🤖 AI Summary
To address the lack of uncertainty quantification (UQ) capability in the Segment Anything Model (SAM), this paper proposes USAM—a lightweight, plug-and-play post-training UQ method. USAM introduces the novel concept of *task uncertainty*, jointly modeling aleatoric, epistemic, and task-specific uncertainties via Bayesian entropy for unified quantification. It requires no architectural modification or retraining of SAM and produces uncertainty maps efficiently via a single deterministic forward pass. The method integrates prompt-aware uncertainty decomposition, post-training calibration, and lightweight CNN-based feature distillation. Evaluated on SA-V, MOSE, ADE20K, DAVIS, and COCO, USAM significantly outperforms existing UQ approaches while incurring negligible inference overhead. It natively supports user-provided prompts, semi-supervised learning, and flexible accuracy–efficiency trade-offs.
📝 Abstract
The introduction of the Segment Anything Model (SAM) has paved the way for numerous semantic segmentation applications.
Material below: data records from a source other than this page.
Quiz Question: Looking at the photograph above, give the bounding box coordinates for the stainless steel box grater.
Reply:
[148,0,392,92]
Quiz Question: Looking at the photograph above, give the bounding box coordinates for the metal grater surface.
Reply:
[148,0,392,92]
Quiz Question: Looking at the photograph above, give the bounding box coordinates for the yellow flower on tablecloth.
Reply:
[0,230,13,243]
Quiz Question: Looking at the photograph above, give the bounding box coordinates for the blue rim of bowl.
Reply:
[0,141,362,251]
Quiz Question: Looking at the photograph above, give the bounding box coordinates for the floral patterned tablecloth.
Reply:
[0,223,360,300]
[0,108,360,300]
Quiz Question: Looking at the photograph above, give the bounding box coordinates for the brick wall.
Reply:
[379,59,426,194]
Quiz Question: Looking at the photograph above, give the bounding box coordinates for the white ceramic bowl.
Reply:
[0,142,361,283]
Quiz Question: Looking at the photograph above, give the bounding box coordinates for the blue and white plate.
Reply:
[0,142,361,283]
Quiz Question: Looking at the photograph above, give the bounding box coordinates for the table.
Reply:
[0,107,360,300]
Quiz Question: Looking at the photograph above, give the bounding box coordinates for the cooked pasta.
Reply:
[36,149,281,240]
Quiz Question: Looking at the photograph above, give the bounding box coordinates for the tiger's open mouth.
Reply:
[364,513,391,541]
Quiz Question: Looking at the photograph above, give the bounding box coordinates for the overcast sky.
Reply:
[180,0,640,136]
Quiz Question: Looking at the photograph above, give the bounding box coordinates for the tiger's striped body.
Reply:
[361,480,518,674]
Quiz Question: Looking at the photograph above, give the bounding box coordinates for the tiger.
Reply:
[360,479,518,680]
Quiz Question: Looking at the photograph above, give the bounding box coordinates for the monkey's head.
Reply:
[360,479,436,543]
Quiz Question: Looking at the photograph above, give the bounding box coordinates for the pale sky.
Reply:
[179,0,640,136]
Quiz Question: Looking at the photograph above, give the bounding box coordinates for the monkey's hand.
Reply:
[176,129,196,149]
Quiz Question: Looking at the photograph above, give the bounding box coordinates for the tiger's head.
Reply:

For several tasks, quantifying the uncertainty of SAM is of particular interest. However, the ambiguous nature of the class-agnostic foundation model SAM challenges current uncertainty quantification (UQ) approaches. This paper presents a theoretically motivated uncertainty quantification model based on a Bayesian entropy formulation jointly respecting aleatoric, epistemic, and the newly introduced task uncertainty. We use this formulation to train USAM, a lightweight post-hoc UQ method. Our model traces the root of uncertainty back to under-parameterised models, insufficient prompts or image ambiguities. Our proposed deterministic USAM demonstrates superior predictive capabilities on the SA-V, MOSE, ADE20k, DAVIS, and COCO datasets, offering a computationally cheap and easy-to-use UQ alternative that can support user-prompting, enhance semi-supervised pipelines, or balance the tradeoff between accuracy and cost efficiency.